His frown deepened at her assessment of his honesty skills, or lack of them. “Give me an example.”
“I can give you fifty.”
“Since it’s not getting any cooler out here, let’s start with one.”
She homed in on the most obvious problem. “You failed to disclose important information about your past.”
He scoffed. Actually, he made one of those male sounds that stood for “my woman is a nut job,” then just stopped talking.
“You hid the facts from me.” She held up a hand. “And if you make that noise again, I am going to test your theory about being able to breathe through a hand weight.”
“Not sharing every irrelevant detail of my life is different from lying.”
“It is not.”
“See, I knew it.

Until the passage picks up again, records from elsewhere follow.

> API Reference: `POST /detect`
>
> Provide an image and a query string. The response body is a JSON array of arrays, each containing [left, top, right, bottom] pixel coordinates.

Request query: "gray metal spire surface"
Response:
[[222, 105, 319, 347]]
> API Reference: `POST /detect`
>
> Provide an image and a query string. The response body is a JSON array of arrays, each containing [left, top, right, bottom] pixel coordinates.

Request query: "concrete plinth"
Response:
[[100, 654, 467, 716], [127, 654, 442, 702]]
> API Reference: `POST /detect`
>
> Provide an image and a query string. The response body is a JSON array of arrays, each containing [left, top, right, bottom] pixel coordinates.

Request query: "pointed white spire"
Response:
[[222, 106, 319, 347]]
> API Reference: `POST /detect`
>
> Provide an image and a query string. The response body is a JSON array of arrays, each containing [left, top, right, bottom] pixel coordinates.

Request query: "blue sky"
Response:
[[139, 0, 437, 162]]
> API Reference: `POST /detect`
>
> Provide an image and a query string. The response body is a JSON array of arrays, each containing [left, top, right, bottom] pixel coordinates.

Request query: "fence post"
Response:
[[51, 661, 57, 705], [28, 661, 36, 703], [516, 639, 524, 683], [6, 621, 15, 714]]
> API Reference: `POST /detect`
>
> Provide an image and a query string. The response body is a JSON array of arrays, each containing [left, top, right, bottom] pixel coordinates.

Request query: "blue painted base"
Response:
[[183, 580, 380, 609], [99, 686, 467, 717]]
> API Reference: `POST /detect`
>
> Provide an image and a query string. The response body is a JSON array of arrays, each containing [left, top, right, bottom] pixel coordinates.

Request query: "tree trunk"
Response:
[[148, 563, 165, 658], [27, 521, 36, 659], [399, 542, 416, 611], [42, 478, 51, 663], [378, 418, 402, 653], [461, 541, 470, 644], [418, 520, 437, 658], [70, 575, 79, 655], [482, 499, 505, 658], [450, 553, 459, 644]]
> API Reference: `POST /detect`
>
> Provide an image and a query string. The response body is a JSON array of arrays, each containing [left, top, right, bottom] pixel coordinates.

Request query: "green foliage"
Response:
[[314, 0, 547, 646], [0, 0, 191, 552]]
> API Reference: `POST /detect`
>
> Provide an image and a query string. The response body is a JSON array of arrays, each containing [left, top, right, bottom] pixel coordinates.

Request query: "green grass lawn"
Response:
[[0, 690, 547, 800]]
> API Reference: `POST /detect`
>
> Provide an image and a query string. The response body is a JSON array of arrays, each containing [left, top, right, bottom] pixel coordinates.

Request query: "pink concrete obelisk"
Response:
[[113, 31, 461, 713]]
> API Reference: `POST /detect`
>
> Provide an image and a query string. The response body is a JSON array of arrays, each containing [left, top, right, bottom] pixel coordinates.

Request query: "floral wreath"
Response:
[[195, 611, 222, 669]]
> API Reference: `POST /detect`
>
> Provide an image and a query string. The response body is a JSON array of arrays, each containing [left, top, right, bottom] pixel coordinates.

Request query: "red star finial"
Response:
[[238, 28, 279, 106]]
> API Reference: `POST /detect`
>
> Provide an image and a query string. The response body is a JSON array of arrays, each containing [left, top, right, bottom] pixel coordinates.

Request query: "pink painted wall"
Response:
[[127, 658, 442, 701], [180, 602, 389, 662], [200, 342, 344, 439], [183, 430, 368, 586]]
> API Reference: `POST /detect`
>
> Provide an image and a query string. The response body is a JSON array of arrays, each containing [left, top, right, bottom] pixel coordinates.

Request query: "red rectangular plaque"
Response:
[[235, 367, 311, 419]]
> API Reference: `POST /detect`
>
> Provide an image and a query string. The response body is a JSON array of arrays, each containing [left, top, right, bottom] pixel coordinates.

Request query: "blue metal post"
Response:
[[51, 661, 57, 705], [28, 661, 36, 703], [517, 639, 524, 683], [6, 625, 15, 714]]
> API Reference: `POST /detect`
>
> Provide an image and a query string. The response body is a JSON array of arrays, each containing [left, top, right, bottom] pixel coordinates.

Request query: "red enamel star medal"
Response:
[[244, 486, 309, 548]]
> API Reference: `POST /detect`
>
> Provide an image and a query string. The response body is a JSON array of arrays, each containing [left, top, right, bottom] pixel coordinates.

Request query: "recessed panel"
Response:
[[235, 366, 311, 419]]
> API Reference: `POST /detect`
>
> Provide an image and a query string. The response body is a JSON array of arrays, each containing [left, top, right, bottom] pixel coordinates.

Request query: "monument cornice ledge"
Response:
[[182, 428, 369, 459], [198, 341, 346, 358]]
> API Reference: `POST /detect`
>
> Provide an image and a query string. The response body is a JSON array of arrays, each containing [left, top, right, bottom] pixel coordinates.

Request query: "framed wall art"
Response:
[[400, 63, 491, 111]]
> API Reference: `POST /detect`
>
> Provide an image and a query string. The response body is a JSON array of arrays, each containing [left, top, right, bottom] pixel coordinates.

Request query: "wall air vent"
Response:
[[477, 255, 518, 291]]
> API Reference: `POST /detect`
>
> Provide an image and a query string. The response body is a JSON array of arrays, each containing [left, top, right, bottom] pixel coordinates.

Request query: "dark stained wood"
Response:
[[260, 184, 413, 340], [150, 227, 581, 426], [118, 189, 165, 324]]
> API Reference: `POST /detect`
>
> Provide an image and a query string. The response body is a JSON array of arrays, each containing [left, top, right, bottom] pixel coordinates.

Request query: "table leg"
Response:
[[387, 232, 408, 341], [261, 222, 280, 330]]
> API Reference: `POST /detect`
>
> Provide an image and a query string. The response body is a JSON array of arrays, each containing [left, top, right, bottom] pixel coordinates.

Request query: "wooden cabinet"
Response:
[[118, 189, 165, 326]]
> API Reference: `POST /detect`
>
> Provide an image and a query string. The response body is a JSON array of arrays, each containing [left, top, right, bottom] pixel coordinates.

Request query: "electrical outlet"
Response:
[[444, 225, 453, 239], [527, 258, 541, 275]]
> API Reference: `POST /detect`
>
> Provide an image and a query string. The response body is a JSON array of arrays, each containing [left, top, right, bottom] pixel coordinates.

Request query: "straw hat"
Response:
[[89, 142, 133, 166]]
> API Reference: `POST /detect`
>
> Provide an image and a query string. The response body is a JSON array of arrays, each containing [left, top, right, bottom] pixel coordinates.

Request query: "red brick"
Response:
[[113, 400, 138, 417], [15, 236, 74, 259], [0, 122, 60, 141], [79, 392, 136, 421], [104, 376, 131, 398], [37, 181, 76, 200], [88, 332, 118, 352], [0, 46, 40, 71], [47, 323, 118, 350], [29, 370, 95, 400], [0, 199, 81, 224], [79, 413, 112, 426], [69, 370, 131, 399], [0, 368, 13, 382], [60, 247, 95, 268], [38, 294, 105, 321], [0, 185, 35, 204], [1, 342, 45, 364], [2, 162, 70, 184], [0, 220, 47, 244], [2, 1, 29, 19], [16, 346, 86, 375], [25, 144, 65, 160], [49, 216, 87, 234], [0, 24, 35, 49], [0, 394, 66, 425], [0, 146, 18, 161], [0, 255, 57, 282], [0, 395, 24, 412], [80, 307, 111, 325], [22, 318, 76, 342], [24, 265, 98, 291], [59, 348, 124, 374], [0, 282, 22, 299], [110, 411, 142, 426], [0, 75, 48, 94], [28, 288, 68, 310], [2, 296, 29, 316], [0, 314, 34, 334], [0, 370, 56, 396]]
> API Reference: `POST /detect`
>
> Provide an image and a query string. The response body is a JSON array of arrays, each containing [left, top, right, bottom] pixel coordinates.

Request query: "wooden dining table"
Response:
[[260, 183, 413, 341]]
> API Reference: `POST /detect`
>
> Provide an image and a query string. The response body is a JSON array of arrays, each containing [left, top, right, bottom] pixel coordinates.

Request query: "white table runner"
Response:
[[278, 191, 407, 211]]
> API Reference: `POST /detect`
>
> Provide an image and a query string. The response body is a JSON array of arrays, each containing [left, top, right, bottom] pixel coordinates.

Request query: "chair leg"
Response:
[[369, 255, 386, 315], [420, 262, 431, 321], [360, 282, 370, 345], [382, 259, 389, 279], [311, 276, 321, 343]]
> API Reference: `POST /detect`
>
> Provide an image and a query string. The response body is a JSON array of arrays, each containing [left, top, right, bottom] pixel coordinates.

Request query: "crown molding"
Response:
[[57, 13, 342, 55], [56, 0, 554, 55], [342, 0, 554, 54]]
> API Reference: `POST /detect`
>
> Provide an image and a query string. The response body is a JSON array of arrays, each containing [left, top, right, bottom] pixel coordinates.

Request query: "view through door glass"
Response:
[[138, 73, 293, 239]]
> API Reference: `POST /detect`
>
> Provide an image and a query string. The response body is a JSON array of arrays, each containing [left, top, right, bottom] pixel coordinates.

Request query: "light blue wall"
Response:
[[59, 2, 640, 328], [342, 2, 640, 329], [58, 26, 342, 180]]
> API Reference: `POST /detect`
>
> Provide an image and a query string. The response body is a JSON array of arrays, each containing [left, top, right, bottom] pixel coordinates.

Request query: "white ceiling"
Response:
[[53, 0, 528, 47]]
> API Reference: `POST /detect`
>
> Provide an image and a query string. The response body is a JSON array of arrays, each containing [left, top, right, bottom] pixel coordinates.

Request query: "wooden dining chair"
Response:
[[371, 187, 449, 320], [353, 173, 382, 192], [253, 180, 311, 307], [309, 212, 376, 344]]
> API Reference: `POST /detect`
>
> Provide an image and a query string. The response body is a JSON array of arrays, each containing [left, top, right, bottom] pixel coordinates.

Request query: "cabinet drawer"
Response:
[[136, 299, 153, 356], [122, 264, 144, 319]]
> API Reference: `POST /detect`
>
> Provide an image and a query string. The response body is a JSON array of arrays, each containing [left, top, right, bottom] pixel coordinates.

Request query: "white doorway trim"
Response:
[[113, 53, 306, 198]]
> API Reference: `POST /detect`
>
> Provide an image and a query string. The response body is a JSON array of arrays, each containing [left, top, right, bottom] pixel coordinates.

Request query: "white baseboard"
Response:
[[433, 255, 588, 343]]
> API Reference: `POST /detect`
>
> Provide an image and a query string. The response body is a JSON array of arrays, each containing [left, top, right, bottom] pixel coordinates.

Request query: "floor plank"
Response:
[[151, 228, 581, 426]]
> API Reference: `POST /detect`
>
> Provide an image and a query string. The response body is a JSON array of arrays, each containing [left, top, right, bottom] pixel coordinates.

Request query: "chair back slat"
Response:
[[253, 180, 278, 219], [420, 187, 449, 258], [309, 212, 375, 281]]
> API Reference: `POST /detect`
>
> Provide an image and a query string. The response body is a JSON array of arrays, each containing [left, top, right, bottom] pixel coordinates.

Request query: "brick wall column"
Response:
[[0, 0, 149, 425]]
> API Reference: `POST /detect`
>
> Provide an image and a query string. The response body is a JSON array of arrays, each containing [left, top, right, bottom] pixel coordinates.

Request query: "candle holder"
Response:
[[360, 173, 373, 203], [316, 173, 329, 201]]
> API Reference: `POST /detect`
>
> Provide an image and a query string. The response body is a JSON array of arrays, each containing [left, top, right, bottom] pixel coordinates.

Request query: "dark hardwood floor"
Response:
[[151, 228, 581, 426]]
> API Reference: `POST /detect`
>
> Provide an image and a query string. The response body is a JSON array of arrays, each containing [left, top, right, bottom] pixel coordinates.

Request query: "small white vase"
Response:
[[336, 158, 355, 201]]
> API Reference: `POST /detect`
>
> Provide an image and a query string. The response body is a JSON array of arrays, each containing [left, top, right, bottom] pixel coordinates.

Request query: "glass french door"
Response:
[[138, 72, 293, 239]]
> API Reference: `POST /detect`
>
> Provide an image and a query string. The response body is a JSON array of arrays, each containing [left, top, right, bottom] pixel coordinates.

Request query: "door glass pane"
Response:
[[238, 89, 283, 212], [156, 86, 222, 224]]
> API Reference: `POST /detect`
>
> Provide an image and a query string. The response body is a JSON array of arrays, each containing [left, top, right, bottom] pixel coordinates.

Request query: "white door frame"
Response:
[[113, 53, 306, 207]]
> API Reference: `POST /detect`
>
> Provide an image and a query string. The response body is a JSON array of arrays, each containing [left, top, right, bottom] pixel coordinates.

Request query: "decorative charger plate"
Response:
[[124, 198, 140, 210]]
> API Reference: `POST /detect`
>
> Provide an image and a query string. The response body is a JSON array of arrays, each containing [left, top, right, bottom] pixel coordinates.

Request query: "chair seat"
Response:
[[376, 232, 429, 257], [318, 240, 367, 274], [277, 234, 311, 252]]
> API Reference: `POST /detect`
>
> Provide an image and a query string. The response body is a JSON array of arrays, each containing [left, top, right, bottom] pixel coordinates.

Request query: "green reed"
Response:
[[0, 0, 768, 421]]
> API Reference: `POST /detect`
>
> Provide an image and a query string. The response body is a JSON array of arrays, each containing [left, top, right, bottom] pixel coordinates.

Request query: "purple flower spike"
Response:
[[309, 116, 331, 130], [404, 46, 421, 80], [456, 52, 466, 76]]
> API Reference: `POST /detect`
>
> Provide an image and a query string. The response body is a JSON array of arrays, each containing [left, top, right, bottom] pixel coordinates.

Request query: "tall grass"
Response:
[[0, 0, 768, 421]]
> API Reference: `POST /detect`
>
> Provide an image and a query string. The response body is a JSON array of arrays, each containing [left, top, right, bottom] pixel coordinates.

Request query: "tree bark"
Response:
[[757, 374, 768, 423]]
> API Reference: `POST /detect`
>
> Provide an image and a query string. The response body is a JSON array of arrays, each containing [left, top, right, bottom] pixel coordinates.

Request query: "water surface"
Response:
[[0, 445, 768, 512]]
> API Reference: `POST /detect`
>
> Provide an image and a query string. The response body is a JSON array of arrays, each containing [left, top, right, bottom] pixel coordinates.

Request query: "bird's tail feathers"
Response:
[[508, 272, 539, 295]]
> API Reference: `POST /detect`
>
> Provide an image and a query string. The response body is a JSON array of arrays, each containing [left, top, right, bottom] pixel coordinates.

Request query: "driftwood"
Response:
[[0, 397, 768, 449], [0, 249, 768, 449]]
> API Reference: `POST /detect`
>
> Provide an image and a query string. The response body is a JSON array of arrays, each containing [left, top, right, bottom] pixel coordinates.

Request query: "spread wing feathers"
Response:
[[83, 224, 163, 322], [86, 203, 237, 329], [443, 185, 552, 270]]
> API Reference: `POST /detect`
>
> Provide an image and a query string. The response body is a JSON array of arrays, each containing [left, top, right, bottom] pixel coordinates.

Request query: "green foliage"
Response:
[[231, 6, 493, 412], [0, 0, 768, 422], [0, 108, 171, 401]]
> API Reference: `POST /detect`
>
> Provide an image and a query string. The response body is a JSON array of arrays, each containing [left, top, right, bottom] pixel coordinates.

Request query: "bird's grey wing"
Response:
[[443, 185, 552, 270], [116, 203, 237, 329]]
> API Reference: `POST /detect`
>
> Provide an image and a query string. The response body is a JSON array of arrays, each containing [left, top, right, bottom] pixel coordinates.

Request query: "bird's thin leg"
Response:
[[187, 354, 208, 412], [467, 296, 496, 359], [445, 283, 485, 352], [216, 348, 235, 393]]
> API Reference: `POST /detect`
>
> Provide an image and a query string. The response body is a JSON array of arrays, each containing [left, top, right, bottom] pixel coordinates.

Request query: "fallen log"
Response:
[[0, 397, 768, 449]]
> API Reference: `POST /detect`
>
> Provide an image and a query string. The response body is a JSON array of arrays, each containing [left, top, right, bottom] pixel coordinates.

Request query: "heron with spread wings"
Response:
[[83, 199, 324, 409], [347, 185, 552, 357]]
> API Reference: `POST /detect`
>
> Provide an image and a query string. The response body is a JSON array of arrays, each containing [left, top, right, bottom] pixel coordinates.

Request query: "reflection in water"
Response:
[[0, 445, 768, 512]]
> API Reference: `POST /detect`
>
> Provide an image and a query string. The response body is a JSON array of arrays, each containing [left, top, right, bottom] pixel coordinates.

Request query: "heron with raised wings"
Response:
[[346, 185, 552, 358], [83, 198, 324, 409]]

This is just a difference of opinion. We can work thought this. No problem.” His head dipped to the side and he shot her one of his let’s-go-to-bed stares.
No freaking way. No matter how he affected her, how fast her heartbeat galloped whenever she saw him, sex was not going to happen.
“About some subjects, I was the only one who didn’t know…” The words caught in her throat. “Do you have any idea how it feels to practically live with a guy and not know anything about him?”
She had waited for months for him to tell her about his past. Months of ignoring the fury building inside her as his silence chipped away at her trust. Then she got the call from one of the company’s business clients about a break-in that pointed to Noah. The evidence was shaky. The company had more of a suspicion than anything else, but Lexy knew the truth. Lying, stolen money…it all added up to getting scammed by an expert. One Noah Paxton.
The realization had nearly destroyed her. Loving someone so much only to have him screw her and her family made her throw up for days. Then she gave the ring back, locked down
the business information she could, and followed every lead. That had taken her to Charlie Henderson and southern Utah, which was why she was sweating off pounds by the minute.
She had to find the evidence to prove Noah had participated in ripping off their client. Without that, he would sweet-talk his way out of it just as he did everything else.
“Your past never mattered so long as you were honest about it. You could have answered a question now and then, but no.” She waved her hands in the air for effect. “Everything was a great big secret. Everything.”
He rolled up his sleeves. “What do you want to know? And make it quick, because my skin is turning to liquid.”
He opened the door for the first time since she’d known him. She sensed a trap and refused to step in it. “Why the big change in attitude?”
“Okay, I’ll start.” He leaned in and lowered his voice out of eavesdropping range. “Are you upset about Mexico?”
“Mexico?”
His dark eyes searched her face for a second before his expression wiped clean again. “Never mind.”
What the hell was he talking about? “As in the country?”
“Is there a Mexico in Kansas?”
“Being a smartass is not a good move when we are this close to the edge of a big desert where no one would find your body for months, possibly years, after I finished with it.” She was just furious enough to do it.
“Good point.”
“So,” she blew out the anger clogging the back of her throat as she struggled to catch up with his side of the conversation. “Tell me about Mexico.”
“Why?”
She scoffed just to see how he liked it. “How should I know? You’re the one who brought it up.”
“Only because I thought that was the reason you broke off the engagement. It wasn’t, so it’s not relevant.”
Typical. She kept stacking the information he hid from her on a mental pile. The thing was within inches of toppling over and crushing them both.
“If it’s not Mexico, then I’m thinking you must have found out about my time in jail and got pissed.” He nodded. “I can see where that might be an issue for you.”
“You were in prison?”
“Jail.” He held up a finger. “And I can explain.”